Hi, I stored genomic DNA extracted from human saliva in 10mM Tris(pH8.0) at -20C for<1month. Today I thaw it, and test concentration again by nanodrop, and find that the concentration drop more than half (eg. drop from ~500ng/ul to ~200ng/ul).
I wonder what cause it drop so fast? May it be endonuclease contamination? If so, I think the cleaved DNA should still show absorb at 260nm.
May it because DNA attached to tubes? I use polypropylene tubes.
Please give me some suggestions.

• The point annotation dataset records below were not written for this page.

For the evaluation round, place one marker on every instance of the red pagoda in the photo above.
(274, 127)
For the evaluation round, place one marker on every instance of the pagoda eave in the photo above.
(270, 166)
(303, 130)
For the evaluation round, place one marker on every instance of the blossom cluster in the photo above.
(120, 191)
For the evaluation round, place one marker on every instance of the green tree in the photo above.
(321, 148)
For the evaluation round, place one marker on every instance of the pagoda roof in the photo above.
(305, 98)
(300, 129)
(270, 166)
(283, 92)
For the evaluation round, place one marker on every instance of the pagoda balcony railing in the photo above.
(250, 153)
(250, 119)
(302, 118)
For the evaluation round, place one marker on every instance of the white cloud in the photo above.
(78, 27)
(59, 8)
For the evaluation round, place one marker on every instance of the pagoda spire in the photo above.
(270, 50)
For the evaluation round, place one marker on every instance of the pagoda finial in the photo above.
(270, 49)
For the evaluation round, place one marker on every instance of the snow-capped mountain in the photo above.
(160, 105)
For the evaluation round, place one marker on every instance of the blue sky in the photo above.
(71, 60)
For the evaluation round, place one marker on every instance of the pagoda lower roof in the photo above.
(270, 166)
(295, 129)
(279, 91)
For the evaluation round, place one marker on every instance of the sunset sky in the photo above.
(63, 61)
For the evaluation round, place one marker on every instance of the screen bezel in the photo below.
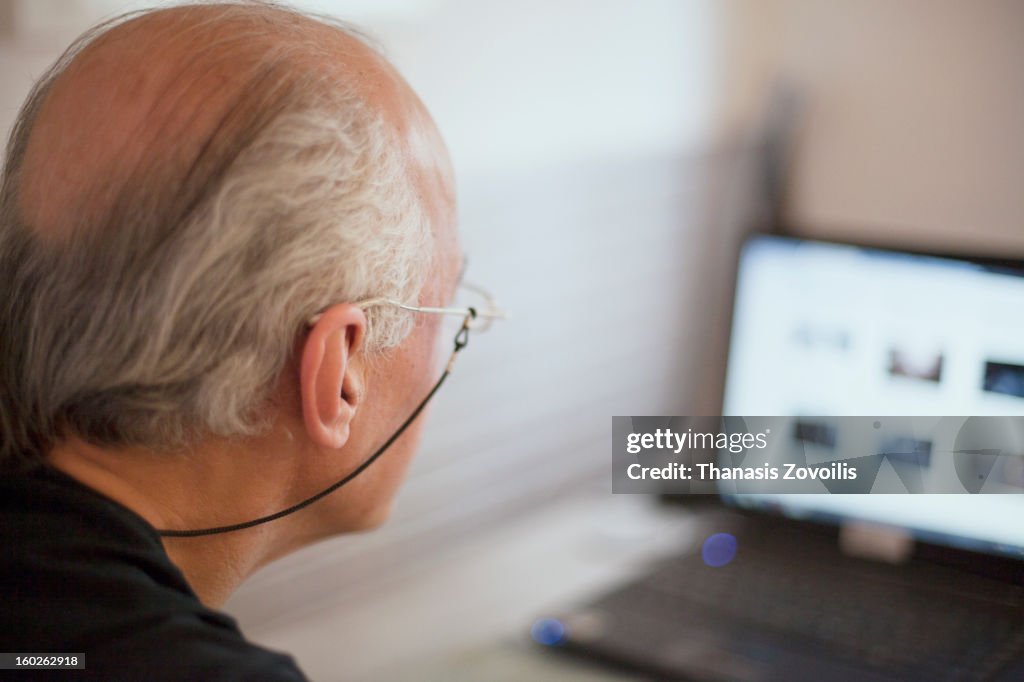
(978, 555)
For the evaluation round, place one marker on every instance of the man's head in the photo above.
(181, 194)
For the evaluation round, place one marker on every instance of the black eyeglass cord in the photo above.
(461, 340)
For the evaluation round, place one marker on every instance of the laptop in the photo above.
(843, 587)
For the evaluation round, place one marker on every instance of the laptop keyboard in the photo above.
(930, 624)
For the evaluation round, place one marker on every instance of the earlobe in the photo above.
(331, 374)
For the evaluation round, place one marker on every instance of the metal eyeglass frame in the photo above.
(473, 320)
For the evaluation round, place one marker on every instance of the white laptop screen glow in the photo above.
(836, 330)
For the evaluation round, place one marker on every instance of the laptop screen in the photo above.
(836, 330)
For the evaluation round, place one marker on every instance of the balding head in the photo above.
(170, 97)
(181, 192)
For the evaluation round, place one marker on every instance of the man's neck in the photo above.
(165, 493)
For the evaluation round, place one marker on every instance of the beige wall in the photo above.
(911, 130)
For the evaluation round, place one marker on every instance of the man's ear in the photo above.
(332, 374)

Thanks a lot!
DNA lost dramatically during storage
Started by joy123, Sep 20 2012 01:51 PM
5 replies to this topic
#1
Posted 20 September 2012 - 01:51 PM
#2
Posted 20 September 2012 - 02:39 PM
try mixing or vortexing and read absorbance again. maybe it precipitated. what is your blank?
#3
Posted 20 September 2012 - 04:44 PM
I'd strongly recommend storing your DNA in TE rather than in Tris buffer.
#4
Posted 21 September 2012 - 06:11 AM
Curtis, on 20 September 2012 - 02:39 PM, said:
try mixing or vortexing and read absorbance again. maybe it precipitated. what is your blank?
Thanks! I blanked with Tris, which I used to resolve DNA.
As my samples are genomic DNA, will it get sheared if I vortex it? I did mixed with finger flip though.
#6
Posted 21 September 2012 - 07:47 AM
Yes, in sufficiently large amounts, it will chelate the magnesium from your buffers. But usually the fraction of a PCR reaction that is template DNA is 1-2%, so the effect of 1 mM EDTA in the template DNA sample on the 1-2 mM magnesium concentration of a typical PCR buffer is tiny. It's much more important that the DNA is really still there.